16.     Miscellaneous.

This Agreement may be amended or altered only by mutual agreement electronically or by execution of a written agreement signed by all the parties hereto.

This Agreement may not be assigned by Client without the prior written consent of AutoAlert.

AutoAlert and Client each agree to provide such information, execute and deliver any instruments, applications, oaths, assignments and documents and to take sure other actions as may be necessary or reasonably requested by the other party which are not inconsistent with the provisions of this Agreement and which do not involve the assumptions of obligations other than those provided for in this Agreement, in order to give full effect to this Agreement and carry out the intent of this Agreement.

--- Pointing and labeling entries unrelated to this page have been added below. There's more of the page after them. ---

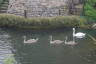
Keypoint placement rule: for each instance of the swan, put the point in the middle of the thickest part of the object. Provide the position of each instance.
(30, 40)
(55, 41)
(71, 43)
(79, 34)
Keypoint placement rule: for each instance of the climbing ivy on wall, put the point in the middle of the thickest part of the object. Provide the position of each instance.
(90, 9)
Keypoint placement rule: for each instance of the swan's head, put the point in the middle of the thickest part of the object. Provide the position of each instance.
(73, 29)
(24, 37)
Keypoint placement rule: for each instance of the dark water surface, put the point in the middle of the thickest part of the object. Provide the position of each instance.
(43, 52)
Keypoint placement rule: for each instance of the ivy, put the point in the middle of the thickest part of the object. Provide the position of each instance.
(90, 9)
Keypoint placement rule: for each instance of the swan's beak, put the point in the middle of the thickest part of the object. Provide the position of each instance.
(24, 36)
(73, 28)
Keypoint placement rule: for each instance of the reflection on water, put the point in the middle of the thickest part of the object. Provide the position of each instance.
(42, 52)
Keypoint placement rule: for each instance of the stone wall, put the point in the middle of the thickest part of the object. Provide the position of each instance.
(38, 7)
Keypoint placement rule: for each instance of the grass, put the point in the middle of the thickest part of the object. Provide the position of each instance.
(9, 20)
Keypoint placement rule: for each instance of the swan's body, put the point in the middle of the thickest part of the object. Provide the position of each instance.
(79, 34)
(71, 43)
(55, 41)
(30, 40)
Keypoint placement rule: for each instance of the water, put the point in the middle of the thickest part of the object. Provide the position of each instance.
(43, 52)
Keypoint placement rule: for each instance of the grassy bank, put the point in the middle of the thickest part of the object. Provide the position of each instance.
(8, 20)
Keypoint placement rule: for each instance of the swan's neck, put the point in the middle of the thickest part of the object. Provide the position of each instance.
(36, 39)
(73, 31)
(66, 40)
(50, 38)
(24, 40)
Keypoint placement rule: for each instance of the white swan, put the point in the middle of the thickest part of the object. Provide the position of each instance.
(30, 40)
(55, 41)
(79, 34)
(71, 43)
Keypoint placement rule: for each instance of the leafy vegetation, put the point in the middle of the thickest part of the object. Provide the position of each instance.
(10, 20)
(90, 9)
(9, 60)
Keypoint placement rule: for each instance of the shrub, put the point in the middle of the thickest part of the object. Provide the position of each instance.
(42, 22)
(90, 9)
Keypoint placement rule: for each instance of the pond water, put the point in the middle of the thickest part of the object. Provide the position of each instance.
(42, 52)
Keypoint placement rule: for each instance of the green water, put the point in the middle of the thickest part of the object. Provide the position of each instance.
(42, 52)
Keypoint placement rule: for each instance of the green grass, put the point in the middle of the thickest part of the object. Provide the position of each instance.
(9, 20)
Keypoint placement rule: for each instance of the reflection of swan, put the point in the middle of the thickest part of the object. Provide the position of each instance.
(55, 41)
(30, 40)
(79, 34)
(72, 43)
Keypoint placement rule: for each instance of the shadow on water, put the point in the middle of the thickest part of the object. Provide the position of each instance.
(42, 52)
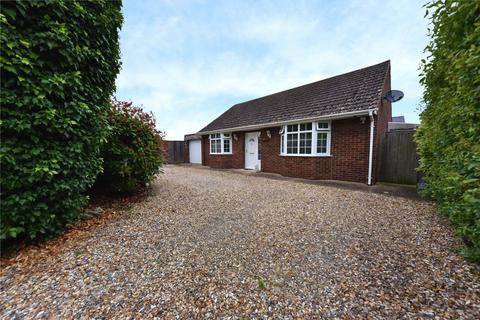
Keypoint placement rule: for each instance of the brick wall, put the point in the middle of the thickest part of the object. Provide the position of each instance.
(349, 150)
(348, 160)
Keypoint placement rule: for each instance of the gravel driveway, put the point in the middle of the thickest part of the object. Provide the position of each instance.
(219, 244)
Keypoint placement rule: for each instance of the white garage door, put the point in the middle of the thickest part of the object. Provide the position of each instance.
(195, 151)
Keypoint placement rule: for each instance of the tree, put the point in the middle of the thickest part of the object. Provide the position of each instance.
(449, 134)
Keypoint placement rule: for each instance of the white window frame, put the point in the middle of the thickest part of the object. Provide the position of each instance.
(222, 137)
(315, 130)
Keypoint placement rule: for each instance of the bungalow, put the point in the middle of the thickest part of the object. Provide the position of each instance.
(328, 129)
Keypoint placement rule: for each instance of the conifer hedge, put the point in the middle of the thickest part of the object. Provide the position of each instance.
(59, 61)
(449, 135)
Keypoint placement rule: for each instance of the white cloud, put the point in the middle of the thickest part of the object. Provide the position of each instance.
(180, 63)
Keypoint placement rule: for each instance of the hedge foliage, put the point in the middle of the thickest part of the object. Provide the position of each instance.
(59, 61)
(449, 134)
(133, 154)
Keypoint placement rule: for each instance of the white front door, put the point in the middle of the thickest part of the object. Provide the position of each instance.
(195, 151)
(251, 151)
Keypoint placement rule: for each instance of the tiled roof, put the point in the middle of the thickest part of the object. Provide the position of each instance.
(353, 91)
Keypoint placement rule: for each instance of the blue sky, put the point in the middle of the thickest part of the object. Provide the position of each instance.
(189, 61)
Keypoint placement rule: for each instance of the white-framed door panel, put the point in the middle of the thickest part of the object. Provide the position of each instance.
(195, 151)
(251, 150)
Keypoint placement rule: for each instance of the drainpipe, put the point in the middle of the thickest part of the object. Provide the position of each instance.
(370, 149)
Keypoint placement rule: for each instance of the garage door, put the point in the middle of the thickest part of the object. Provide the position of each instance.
(195, 151)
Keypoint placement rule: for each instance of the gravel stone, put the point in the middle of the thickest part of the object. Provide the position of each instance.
(216, 244)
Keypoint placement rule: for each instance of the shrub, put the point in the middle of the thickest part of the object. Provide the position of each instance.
(59, 61)
(133, 154)
(449, 135)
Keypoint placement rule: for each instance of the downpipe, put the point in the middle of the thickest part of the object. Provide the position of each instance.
(370, 148)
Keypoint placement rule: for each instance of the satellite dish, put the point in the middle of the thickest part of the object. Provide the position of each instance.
(394, 95)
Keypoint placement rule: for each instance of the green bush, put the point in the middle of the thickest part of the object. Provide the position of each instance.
(449, 135)
(133, 154)
(59, 61)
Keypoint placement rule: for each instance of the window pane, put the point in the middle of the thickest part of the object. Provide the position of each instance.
(292, 127)
(306, 143)
(323, 125)
(292, 143)
(226, 145)
(322, 142)
(305, 126)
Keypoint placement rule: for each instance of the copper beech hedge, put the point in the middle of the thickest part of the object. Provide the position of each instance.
(59, 61)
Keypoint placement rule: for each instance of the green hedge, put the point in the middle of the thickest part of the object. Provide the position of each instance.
(133, 154)
(59, 61)
(449, 135)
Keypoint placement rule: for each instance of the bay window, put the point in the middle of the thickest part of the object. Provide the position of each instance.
(305, 139)
(221, 143)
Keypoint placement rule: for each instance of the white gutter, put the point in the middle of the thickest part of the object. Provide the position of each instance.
(370, 149)
(279, 123)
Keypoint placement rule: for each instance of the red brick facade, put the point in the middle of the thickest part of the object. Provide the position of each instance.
(348, 160)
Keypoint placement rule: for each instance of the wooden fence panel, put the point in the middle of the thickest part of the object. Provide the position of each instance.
(398, 157)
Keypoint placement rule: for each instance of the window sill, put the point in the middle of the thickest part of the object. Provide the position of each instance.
(306, 155)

The invalidity or unenforceability of any particular provision of this Agreement shall not affect the other provisions hereof and any such invalid or unenforceable provisions shall be deemed severed from this Agreement and shall be of no force or effect, and the remaining provisions shall continue to apply to the maximum extent that the material purposes of this Agreement can be determined and effectuated.

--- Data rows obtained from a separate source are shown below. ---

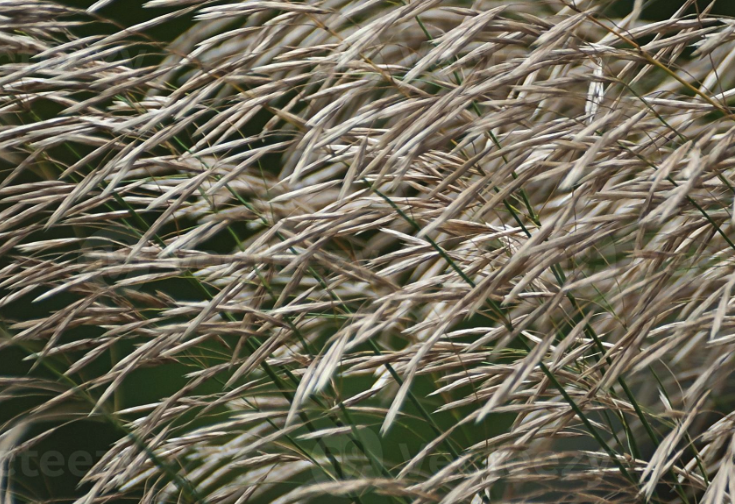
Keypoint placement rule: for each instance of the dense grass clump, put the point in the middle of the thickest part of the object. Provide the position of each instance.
(361, 251)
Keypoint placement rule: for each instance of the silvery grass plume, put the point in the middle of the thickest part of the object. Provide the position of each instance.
(410, 252)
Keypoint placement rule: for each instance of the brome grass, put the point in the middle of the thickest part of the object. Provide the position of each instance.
(364, 251)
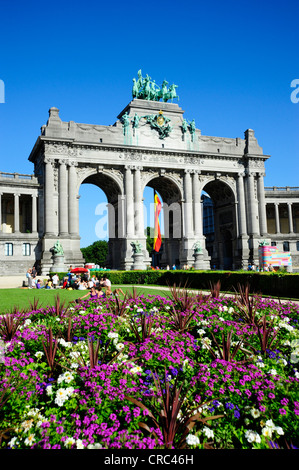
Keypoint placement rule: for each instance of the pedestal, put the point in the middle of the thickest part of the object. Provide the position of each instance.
(58, 264)
(138, 261)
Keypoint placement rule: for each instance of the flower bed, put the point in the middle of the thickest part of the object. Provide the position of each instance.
(184, 372)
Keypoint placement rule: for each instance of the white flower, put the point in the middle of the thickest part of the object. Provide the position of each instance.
(205, 343)
(192, 440)
(267, 432)
(29, 440)
(66, 377)
(201, 332)
(26, 425)
(13, 442)
(66, 344)
(79, 444)
(39, 354)
(252, 436)
(69, 441)
(112, 335)
(270, 424)
(62, 395)
(94, 446)
(279, 430)
(136, 369)
(255, 413)
(208, 432)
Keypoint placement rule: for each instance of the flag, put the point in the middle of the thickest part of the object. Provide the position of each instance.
(157, 232)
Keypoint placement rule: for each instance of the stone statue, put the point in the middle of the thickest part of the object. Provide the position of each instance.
(184, 126)
(57, 249)
(135, 89)
(137, 247)
(126, 122)
(192, 127)
(197, 247)
(139, 81)
(135, 121)
(146, 89)
(160, 123)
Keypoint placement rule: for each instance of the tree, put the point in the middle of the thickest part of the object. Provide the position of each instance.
(96, 253)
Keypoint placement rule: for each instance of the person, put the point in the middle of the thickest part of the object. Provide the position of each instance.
(39, 284)
(69, 275)
(29, 278)
(93, 294)
(105, 282)
(33, 273)
(55, 280)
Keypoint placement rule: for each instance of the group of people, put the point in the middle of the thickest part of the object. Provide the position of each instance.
(97, 287)
(35, 283)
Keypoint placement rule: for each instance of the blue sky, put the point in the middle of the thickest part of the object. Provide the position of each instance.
(233, 62)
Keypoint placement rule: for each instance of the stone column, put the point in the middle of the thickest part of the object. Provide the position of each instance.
(291, 227)
(129, 202)
(197, 206)
(252, 205)
(48, 197)
(73, 209)
(34, 214)
(277, 222)
(139, 223)
(63, 199)
(1, 212)
(241, 205)
(188, 212)
(262, 204)
(16, 213)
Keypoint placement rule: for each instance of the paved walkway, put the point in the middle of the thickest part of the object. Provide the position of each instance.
(11, 282)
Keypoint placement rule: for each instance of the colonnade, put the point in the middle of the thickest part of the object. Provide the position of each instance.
(16, 206)
(277, 216)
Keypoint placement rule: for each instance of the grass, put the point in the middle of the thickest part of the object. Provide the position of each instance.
(9, 298)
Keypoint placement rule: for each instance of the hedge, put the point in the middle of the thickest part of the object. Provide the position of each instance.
(273, 284)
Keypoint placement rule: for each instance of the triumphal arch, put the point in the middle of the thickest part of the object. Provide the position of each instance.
(151, 144)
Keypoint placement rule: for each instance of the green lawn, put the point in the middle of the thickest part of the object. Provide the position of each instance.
(22, 297)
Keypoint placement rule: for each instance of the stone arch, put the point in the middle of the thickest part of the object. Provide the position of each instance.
(170, 189)
(222, 245)
(166, 184)
(108, 180)
(111, 184)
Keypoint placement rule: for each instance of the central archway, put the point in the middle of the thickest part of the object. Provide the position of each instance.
(222, 244)
(170, 193)
(110, 224)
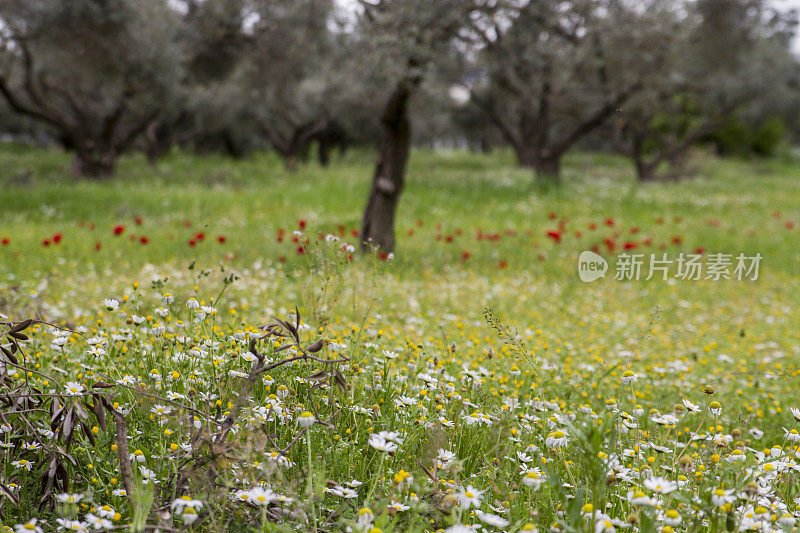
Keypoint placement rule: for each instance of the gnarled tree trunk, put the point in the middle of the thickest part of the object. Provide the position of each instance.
(377, 226)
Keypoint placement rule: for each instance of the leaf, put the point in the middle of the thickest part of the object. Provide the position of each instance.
(88, 432)
(319, 376)
(81, 411)
(97, 408)
(340, 380)
(10, 355)
(56, 409)
(317, 346)
(21, 326)
(66, 426)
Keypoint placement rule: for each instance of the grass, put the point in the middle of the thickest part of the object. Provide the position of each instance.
(478, 339)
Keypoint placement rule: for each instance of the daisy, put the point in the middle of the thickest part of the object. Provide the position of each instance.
(74, 388)
(381, 444)
(532, 478)
(721, 496)
(469, 496)
(98, 523)
(692, 407)
(557, 439)
(305, 420)
(70, 525)
(28, 527)
(660, 485)
(397, 506)
(23, 463)
(492, 519)
(69, 498)
(179, 504)
(260, 496)
(672, 518)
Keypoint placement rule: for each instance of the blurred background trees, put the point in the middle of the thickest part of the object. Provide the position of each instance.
(650, 79)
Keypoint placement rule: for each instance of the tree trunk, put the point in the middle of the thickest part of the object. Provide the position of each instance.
(324, 152)
(93, 164)
(545, 166)
(377, 226)
(548, 168)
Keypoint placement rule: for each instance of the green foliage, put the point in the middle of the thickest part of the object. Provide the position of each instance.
(737, 137)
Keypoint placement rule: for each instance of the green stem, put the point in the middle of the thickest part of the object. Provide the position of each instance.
(375, 481)
(310, 483)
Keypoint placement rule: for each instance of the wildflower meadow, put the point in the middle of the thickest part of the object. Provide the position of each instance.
(201, 346)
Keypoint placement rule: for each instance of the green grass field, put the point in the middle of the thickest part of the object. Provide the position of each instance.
(472, 380)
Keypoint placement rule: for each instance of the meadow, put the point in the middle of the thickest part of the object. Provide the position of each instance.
(209, 350)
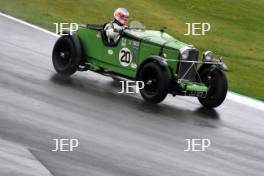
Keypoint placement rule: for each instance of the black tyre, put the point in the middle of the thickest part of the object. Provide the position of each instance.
(156, 81)
(216, 81)
(64, 55)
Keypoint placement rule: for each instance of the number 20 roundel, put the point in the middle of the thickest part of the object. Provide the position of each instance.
(125, 57)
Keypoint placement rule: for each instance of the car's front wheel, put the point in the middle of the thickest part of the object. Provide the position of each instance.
(63, 56)
(216, 81)
(156, 82)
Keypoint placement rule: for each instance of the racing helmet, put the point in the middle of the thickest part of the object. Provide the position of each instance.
(121, 15)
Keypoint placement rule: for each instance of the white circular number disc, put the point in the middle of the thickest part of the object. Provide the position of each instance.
(125, 57)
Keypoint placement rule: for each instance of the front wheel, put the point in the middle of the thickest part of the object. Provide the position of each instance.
(156, 82)
(63, 56)
(216, 81)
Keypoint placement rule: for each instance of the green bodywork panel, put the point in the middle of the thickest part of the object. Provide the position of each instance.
(141, 44)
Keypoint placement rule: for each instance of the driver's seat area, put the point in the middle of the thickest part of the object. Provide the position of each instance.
(105, 39)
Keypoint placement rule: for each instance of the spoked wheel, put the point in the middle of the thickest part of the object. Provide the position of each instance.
(63, 56)
(216, 81)
(156, 82)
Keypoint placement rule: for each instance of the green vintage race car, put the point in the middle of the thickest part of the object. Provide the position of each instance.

This Agreement contains the entire understanding of the parties relating to the subject matter hereof and supersedes any prior oral or written agreement or understanding of the parties. This Agreement and all transactions contemplated hereby shall be governed by, construed and enforced in accordance with the laws of the State of California, without regard to its conflicts of laws provisions. The UN Convention for the international sale of goods is hereby expressly excluded.

Each party irrevocably agrees that only a state or federal court located in Orange County, California shall have jurisdiction to settle any dispute or claim arising out of or in connection with this Agreement, and the parties herein submit to the personal jurisdiction and venue of any such courts.

The terms that either expressly survive the termination of this Agreement or by their nature will not fully be performed during the term, including but not limited to Sections 3, 5, 7, 8, 9, 11 and 16 shall survive the termination or expiration of this Agreement.

YOU ACKNOWLEDGE THAT YOU HAVE READ THIS AGREEMENT, UNDERSTAND IT AND YOU AND CLIENT WILL BE BOUND BY THE PROVISIONS CONTAINED HEREIN. YOU FURTHER ACKNOWLEDGE THAT THIS AGREEMENT MAY NOT BE AMENDED BY YOU OR CLIENT WITHOUT THE EXPRESS WRITTEN CONSENT OF AUTOALERT.